What would you do if you found out that today was your last day on Earth? Would you spend time with your family and friends? Would you try to accomplish as much as possible? Or would you just sit back and enjoy the time you have left?
Psychology can offer some insights into how people might react in this situation. Studies on terror management theory suggest that humans have a built-in need to feel like their lives are meaningful and that they matter in the grand scheme of things. So, when faced with their own mortality, people often try to reaffirm their worldviews and find ways to cope with the fear of death.
In one study, participants were asked to imagine that they had been diagnosed with a terminal illness and had only six months to live. They were then asked about their priorities for the time they had left. The majority of participants said that spending time with loved ones was their top priority, followed by making sure their affairs were in order and enjoying themselves.
So, if you found out today was your last day on Earth, it’s likely that you would want to spend time with your loved ones and make the most of the time you have left.
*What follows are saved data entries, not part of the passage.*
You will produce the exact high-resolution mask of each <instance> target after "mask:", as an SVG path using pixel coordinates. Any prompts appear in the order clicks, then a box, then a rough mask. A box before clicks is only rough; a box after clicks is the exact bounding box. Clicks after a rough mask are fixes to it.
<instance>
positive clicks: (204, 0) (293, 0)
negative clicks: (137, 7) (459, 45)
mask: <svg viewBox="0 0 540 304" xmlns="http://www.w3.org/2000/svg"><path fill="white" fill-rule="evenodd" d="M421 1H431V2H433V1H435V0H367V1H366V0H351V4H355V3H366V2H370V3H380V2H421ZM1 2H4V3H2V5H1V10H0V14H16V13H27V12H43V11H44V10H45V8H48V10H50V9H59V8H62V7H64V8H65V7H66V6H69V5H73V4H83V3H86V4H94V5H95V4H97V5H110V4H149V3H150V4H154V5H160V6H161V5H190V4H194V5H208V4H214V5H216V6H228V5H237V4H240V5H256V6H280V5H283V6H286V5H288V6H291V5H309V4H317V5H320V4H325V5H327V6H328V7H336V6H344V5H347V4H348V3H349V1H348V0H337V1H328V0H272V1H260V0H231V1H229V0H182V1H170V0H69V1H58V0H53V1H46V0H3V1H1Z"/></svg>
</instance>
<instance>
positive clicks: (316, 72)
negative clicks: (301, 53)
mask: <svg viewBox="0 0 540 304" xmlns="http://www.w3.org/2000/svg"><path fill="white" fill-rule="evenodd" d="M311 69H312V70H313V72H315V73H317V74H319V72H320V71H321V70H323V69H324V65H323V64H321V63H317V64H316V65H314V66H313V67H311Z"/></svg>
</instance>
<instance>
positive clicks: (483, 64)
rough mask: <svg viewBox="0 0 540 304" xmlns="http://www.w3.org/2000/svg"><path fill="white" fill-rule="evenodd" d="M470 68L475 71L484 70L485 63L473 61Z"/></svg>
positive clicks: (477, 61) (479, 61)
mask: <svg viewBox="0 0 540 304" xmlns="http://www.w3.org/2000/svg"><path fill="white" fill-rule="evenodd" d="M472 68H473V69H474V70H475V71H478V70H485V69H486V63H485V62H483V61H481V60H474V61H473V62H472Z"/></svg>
You might also reflect on your life so far and try to find ways to make it more meaningful. Ultimately, everyone deals with their own mortality in different ways, but Psychology can offer some insights into how humans tend to react when faced with the end of their lives.
“You never know when your last day on Earth will come, make the most of each and every day.” My mother advised my brother and me the night before tragedy struck. That peaceful May night I went to bed; only to be awakened by a terrible and devastating nightmare. The dream was about my cousin, Travis, dying in a car accident.
In the dream, I was driving the car and felt an immense amount of guilt. The next morning, my mother called us downstairs for breakfast as usual but her voice sounded different to me. It sounded as if she knew something we didn’t. When we all sat down at the table, my mother looked at us with a serious face and said “Travis died in a car accident last night.” At that moment, I realized that my nightmare was reality.
Psychology explains that often times when people have a premonition or nightmare about someone dying, it comes true because our subconscious is trying to warn us about impending danger. In this case, my subconscious was warning me about Travis’ death. If only I had known what my nightmare meant, I could have saved him.
Travis’ death was a tragedy that changed my life forever. It made me realize that every day is a gift and we should cherish the time we have with our loved ones. We never know when our last day on Earth will be, so make the best out of everyday.
I spent the next ten minutes trying to stay awake while my friend called me to tell me that my nightmare had become a reality. I was only 14 years old, and I couldn’t quite comprehend the truth that my closest friend, my additional brother, and my huge cousin had just deserted us for good. For the next five years of my life, I applied her adage about “you never know when your last day on Earth will be,” to everything I did/do.
On October 8th, 2013 at 9:30pm I was in a car accident that changed my life. October 8th is the day my world stopped turning and the day I found out “you never know when your last day on Earth will be”.
At 14 years old, psychology and human nature were not concepts that I grasped easily. It took me 5 years to realize what happened on October 8th, 2013. That night, I was sitting in the passenger seat of my mothers car as my little sister sat behind me in her car seat. We were stopped at a stop light waiting to turn left onto the highway. Seconds after the light turned green, I heard a loud screech and then felt a forceful jolt. The next thing I remember is waking up to my mother screaming and the sound of glass shattering.
I was trapped in the car, pinned by the steering wheel. As my mother continued to scream, I tried to assess the situation. I knew that my legs were both broken, my right arm was shattered in multiple places, and my pelvis was crushed. I could feel blood running down my face, but I couldn’t tell if it was mine or my mothers.
The only thing going through my mind at that moment was how much pain I was in and how scared I was. All of a sudden, the pain became too much and I passed out. The next thing I remember is waking up in the hospital surrounded by my family.
It took me 5 years to realize that October 8th, 2013 was the day my world stopped turning. It was the day I found out that you never know when your last day on Earth will be. And it was also the day that I realized how precious life is.
Since then, I have applied my mothers saying to everything I do. I try to make the best out of every day because I never know when it will be my last.
I was six years old when Travis departed our home. I thought he was my brother until then, and it came as a shock to me when my mother said, “Tell your cousin goodnight, Brookie.” He stayed in touch with me every night after that day, comforting me over family issues, school work, and the altercation I had with a friend that day; he was there for me every single night getting me through it all; but once life got significantly more difficult for me, he disappeared.
So, when my mom called me downstairs on that cold winter day, I had a hunch that something was wrong. As I walked down the stairs and into the living room, I saw Travis’s car parked outside. “What’s going on?”, I asked. My mom sat me down and explained to me that Travis had been in a car accident and didn’t make it. In that moment, my whole world came crashing down.
I spent the rest of that day in my room, not wanting to talk to or see anyone. All I could think about was how unfair it was. Travis was only 23 years old; he had his whole life ahead of him. And now he was gone, just like that. I didn’t understand how something like this could happen.